Carbon storing forests
And as “Carbon emissions are the number one contributor to climate change today, forests have the capacity to store this carbon, pulling it safely from the air and storing it for hundreds and thousands of years. The bigger the tree, the more carbon it contains.”
And “When we’re talking about storing carbon, there’s carbon stored in all the parts of the tree, and so the equations that we use take into account the branches and the bark as well.” And Each time we cut a tree, most of the carbon stored in that tree is released back into the atmosphere.”
“To clarify,” she added, “PFT still cuts trees, but they don’t clear cut entire forests. They look at the whole forest to determine which trees to cut based on what the forest needs for restoration and the landowner’s needs for sales.”
“We have been earning millions of dollars through timber and through carbon and at the same time we’ve doubled the amount of carbon that is stored both in the forest and then in these products too… What we’re doing on the Van Eck forests is we are repaying that debt and then we’re setting up a huge savings account.” Thus, “It’s possible to create a more livable world. It’s possible to address climate change. It is possible to bring back the biodiversity and PFT shows you how to do it.”

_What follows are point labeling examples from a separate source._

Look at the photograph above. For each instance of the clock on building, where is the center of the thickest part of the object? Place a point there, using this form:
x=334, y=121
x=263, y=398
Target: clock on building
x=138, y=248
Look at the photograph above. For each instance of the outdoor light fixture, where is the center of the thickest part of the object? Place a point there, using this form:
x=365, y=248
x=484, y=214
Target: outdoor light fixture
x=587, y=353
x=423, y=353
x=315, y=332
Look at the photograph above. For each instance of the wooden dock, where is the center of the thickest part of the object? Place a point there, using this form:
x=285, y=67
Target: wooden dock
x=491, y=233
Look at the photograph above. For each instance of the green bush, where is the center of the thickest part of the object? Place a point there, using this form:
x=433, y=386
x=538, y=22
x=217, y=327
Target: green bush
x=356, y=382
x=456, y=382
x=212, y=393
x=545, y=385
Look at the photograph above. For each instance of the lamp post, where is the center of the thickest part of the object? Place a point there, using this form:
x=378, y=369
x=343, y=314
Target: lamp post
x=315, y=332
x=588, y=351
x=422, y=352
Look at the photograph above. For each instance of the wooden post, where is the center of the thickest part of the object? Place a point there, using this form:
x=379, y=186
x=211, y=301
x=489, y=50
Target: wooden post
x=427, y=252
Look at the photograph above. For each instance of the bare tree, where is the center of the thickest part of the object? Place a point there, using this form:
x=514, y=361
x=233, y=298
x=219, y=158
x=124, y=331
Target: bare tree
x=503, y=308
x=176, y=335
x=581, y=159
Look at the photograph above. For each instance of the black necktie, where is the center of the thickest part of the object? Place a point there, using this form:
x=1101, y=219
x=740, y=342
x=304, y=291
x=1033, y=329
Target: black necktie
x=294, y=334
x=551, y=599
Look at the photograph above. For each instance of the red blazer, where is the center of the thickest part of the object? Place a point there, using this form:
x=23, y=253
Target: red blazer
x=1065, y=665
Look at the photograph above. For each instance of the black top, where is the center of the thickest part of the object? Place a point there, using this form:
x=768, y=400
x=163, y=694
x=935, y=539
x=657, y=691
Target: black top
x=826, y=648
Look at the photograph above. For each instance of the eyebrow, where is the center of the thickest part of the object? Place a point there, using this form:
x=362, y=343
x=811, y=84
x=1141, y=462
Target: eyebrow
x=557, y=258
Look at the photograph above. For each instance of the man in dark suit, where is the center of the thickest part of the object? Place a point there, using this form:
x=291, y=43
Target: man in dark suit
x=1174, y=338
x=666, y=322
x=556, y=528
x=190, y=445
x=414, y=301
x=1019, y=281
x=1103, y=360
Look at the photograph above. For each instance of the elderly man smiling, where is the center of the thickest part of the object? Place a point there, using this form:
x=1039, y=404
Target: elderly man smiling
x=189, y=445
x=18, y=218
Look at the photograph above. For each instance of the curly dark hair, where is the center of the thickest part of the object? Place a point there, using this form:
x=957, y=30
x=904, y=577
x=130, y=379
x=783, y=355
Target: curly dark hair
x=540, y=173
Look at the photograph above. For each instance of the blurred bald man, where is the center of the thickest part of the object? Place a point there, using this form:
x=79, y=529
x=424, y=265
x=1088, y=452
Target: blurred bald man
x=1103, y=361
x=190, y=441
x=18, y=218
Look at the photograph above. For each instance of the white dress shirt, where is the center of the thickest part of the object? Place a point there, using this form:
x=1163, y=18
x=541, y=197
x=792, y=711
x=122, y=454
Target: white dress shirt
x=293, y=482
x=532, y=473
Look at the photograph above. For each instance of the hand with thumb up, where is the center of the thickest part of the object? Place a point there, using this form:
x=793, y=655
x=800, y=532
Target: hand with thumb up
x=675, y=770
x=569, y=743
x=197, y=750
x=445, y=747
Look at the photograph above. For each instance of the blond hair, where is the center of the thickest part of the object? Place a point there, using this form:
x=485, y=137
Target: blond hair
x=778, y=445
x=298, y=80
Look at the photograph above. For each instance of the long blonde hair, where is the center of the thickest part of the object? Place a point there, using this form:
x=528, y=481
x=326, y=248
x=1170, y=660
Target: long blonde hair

Toward the end of the film, Wayburn shared her early years of working for the United Nations Environment Program and having traveled to Kenya. “And what was really important about that,” she told, “I was raised in a family that was a conservation family…. So, I grew up in the national parks and the national forests and in the creating of wilderness areas. But being in Kenya, it was all about how people live.”
“What struck me” she said, “is that while I’m a deep advocate of parks and wilderness areas, the fact of the matter is we are a part of nature. And so, the core mission was how do we live better with nature? How can we align what we do to support the systems that support us?”
Wayburn had come away with “the passion to align our economic development with what natural systems already do for free,” she said. “So that was my great inspiration in having worked in Kenya, Nepal, and India, and throughout Latin America.”
In the following Q&A Wayburn was asked what were the different tree varieties of trees in the forest lands PFT has conserved? “We are in the United States, and we have the most diverse conifer forests in the world,” she told. “There’s one acre which is called a ‘miracle acre’ in northern California, with 16 different species of conifer, plus all of the hardwoods as well. The West coast is dominated by conifers. The East coast has more of the hardwood variety.”
“So, Douglas fir is second only to the coastal redwood in the amount of carbon it can store per year per acre.” And “The U.S. has the most productive forest types on earth, 12 times more productive than the tropical rainforest… And a last fun fact – the redwood doesn’t bear cones. It doesn’t have reproductive quality until it’s about 200 years old. So, talk about patience and abstinence!”